Fasten your seatbelt, it’s gonna be a bumpy show

Par

chienne de vie collectif le bleu d armant

Qui a dit que la bien-pensance avait définitivement balayé l’insolence ? Que l’incorrect avait été banni de la société, comme l’offense ? Oui, l’offense : celle qui n’est pas timide, qui n’est de nul autre parti que celui de la liberté et de la tolérance. Elle a encore sa place, quelque part. Dans l’art et le spectacle, assurément.

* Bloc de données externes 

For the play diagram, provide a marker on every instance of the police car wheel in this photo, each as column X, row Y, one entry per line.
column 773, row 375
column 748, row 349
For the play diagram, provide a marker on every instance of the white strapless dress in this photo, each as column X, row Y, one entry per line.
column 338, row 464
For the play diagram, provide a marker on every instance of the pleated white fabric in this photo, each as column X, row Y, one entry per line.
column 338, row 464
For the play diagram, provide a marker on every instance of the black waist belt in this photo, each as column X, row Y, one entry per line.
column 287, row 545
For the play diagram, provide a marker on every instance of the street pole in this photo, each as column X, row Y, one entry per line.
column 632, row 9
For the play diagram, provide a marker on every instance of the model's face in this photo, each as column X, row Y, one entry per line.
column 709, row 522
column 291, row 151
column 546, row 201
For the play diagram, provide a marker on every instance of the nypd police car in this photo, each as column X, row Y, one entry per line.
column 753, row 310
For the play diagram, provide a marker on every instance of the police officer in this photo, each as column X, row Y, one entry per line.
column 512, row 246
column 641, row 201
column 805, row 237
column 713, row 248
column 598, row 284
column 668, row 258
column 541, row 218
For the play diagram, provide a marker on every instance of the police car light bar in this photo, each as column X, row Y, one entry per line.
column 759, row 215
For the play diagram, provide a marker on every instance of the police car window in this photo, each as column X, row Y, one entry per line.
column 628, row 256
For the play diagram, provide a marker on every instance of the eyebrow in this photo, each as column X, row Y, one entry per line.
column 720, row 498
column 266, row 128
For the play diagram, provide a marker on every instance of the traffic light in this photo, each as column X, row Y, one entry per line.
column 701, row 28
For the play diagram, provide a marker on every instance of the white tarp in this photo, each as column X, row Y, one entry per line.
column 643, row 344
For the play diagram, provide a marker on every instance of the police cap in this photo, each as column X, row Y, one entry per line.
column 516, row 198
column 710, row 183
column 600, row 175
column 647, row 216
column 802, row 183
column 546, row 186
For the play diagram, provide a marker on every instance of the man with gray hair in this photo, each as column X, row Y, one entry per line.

« Les cons ça ose tout, c’est même à ça qu’on les reconnaît. » Sauf que la limite est fine, à défaut d’être poreuse, entre la connerie et l’audace. Audiard le savait, le collectif Le Bleu d’Armand aussi.

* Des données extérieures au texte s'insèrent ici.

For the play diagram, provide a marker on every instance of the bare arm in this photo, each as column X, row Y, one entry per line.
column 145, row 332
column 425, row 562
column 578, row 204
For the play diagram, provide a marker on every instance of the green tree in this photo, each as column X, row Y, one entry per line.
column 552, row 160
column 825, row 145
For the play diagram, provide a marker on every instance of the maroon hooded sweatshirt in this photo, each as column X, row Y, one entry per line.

Avec son « Chienne de Vie* / *Life is a bitch  », il en fait la démonstration. Il s’engouffre dans les possibles de l’insolence et de l’humour noir, brandissant la satire ou le grotesque du cynisme comme armes du rire.

Une heure durant, les quatre compères explorent, avec énergie et plaisir, les travers des relations humaines, souvent dévoyées (constatent-ils) par une quasi-impossibilité à COexister. Par le jeu et par une succession de sketches filés, cadencé par des chansons créées par la compagnie, habilement séquencé par des ruptures de rythme inattendues, le spectacle dénonce autant l’habitude collective du « bouc émissaire » que la béatitude niaise de l’« aimez-vous tous ».

« Chienne de vie » peut cependant dérouter par sa franchise, son outrance. Mais si chacun se laisse aller à rire de l’odieux, avec distance et second degré (au moins !), l’heure est agréable : tolérez alors qu’on y accumule les humiliations, les insultes, les coups, le rabaissement, le harcèlement ou les blagues sur les communautés (juifs, Arabes, handicapés, homosexuels…). Acceptez aussi qu’on pousse le vice jusqu’à danser sur du Patrick Sébastien.

Rien de prétentieux, rien d’autre qu’une spontanéité qui, sous couvert de guignolades entre amis, interroge les rapports humains, sans candeur ni sadisme, mais avec l’intelligence de celui qui ose l’ignoble pour le dénoncer en même temps qu’il s’en amuse.